Em resposta a um pedido de reação da filial Lusa, o Ministério da Cultivação disse hoje que “depois tomada de posse do anterior Governo, em março de 2024, a legislação em vigor foi estritamente cumprida”, tendo-se realizado o ato eleitoral previsto.
As eleições foram realizadas em dezembro e, no início deste ano, tomaram posse a direção e o juízo regional de viticultores.
Na conferência de prensa realizada na terça-feira, o presidente da Vivenda do Douro, Rui Paredes, salientou que há constrangimentos financeiros, técnicos e institucionais que dificultam a plena realização da novidade missão desta associação e defendeu que, enquanto “promotor e responsável último pelo processo de reinstitucionalização”, o Estado “tem o obrigação de testificar a realização da lei aprovada”.
Para desbloquear nascente processo, o dirigente pediu a reativação plena do cadastro agrícola duriense, a geração de um processo de financiamento plurianual, previsto em orçamento de Estado, com base nas suas novas competências legais e a desfecho do processo de dação em cumprimento, o que permitirá, segundo Rui Paredes, dar um “término ao delapidar e degradação do património”.
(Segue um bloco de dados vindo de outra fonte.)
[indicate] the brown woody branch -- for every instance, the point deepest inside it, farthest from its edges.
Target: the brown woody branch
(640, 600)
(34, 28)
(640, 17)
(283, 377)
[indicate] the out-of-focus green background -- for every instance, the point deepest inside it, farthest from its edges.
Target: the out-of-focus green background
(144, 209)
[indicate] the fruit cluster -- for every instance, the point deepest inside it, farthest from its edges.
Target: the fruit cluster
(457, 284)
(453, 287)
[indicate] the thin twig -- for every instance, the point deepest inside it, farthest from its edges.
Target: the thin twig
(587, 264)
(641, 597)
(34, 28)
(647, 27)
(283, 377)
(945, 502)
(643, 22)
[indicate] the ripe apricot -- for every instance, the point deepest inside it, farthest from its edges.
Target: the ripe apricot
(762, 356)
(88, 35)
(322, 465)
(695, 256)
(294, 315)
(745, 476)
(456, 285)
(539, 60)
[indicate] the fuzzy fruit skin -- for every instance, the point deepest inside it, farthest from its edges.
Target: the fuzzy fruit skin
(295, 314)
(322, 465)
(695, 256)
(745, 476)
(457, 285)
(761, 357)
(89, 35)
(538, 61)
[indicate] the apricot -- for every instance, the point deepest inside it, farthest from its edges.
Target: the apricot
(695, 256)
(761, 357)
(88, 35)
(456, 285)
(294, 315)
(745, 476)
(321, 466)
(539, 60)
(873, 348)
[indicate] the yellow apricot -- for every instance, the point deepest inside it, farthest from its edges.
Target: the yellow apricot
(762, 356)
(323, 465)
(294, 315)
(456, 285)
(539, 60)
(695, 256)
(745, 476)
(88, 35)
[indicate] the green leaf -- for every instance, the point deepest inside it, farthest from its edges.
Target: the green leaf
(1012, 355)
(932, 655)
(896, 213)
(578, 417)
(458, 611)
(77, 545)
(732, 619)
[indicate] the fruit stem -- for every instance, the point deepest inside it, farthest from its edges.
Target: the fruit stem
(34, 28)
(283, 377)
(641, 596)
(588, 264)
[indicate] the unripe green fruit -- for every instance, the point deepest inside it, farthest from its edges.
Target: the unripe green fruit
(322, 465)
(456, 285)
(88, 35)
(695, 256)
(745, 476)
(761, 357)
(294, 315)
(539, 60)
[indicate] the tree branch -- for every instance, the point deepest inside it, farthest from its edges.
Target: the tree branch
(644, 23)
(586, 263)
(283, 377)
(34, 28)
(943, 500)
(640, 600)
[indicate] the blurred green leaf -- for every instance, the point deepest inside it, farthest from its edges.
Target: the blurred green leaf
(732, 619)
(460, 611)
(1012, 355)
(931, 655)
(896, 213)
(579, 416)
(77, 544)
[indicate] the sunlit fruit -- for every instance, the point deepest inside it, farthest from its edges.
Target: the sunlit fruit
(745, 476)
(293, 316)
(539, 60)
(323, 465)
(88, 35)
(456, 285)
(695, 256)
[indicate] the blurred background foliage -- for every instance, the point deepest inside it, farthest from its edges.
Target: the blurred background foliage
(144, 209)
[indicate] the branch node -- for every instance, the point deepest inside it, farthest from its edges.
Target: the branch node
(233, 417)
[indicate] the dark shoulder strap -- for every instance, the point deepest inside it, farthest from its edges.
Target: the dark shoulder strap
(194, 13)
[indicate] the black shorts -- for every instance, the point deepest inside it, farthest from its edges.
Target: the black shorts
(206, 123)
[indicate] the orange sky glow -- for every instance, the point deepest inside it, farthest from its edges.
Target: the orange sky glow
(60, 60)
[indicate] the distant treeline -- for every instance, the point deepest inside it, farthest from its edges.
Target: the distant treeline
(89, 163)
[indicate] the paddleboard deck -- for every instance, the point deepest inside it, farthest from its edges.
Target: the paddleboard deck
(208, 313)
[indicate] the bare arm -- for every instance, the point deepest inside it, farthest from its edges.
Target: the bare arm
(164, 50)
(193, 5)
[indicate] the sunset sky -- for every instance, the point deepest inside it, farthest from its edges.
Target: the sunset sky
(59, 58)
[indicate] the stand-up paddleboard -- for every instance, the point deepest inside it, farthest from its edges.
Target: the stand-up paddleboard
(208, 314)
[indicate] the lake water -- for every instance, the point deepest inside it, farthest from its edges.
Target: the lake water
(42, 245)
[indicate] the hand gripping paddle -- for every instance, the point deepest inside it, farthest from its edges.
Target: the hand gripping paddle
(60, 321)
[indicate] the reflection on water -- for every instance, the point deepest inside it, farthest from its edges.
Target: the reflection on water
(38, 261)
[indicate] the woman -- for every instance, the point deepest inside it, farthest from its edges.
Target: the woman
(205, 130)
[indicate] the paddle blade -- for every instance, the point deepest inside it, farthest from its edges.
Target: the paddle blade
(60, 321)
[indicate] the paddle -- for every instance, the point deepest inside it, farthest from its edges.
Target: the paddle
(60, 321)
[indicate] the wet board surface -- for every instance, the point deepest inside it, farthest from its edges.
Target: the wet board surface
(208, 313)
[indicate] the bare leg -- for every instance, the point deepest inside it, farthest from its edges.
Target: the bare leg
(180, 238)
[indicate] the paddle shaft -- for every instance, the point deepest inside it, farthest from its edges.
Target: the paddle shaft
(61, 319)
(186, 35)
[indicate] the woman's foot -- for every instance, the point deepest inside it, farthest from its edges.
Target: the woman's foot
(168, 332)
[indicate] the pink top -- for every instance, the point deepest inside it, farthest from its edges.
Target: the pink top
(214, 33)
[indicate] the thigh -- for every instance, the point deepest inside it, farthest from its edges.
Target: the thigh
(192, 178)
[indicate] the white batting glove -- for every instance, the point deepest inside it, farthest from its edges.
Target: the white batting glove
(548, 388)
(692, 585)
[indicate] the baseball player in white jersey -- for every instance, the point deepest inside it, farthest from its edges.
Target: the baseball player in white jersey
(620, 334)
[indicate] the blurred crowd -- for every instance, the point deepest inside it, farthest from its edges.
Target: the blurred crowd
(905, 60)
Nascente entendimento prevê a entrega de vinhos para o pagamento das dívidas da Vivenda do Douro ao Estado, passando, depois, o património remanescente para a Vivenda do Douro.
À Lusa o Ministério disse que reuniu com a direção eleita da Vivenda do Douro em duas ocasiões distintas: a 26 de março com o ministro da Cultivação e Pescas e a 29 de abril com o secretário de Estado da Cultivação.
“A direção da Vivenda do Douro comprometeu-se a entregar um ‘projecto de atividades’ da própria associação, com medidas necessárias para obtenção de receita suplementar, uma vez que a gestão da instituição é baseada no princípio da autossuficiência financeira”, referiu ainda.
O Ministério da Cultivação realçou ainda que nascente projecto de atividades pedido à direção da Vivenda do Douro ainda não foi entregue.
De entendimento com a novidade lei da Vivenda do Douro, a gestão da Vivenda do Douro “deve ser orientada pelo princípio da autossuficiência financeira”, sendo identificadas uma vez que receitas “o valor das quotas (os associados singulares da Vivenda do Douro ficam obrigados ao pagamento de uma quota anual, do qual valor e forma de pagamento será determinada pelo juízo regional), o valor das contribuições dos associados coletivos, a quota-parte que lhe couber, a definir por portaria do Governo, na distribuição das taxas sobre os produtos vínicos.
São ainda referidos o resultado da gestão do respetivo património, os rendimentos de aplicações financeiras ou participações sociais, o resultado da sua atividade mercantil e da prestação de serviços, subsídios atribuídos por entidades públicas e privadas, legados, donativos e patrocínios, contribuições atribuídas pelo Governo no contextura de contratos de desenvolvimento, rendas ou benefícios que os bens próprios possam produzir e outros benefícios que possam ser recebidos nos termos da lei.
Em março, ficou a saber-se que a provedora de Justiça decidiu continuar com um pedido de fiscalização da constitucionalidade da lei que repôs a Vivenda do Douro uma vez que associação pública de matrícula obrigatória, depois de queixas da Confederação dos Agricultores de Portugal (CAP) e da Associação das Empresas de Vinho do Porto (AEVP).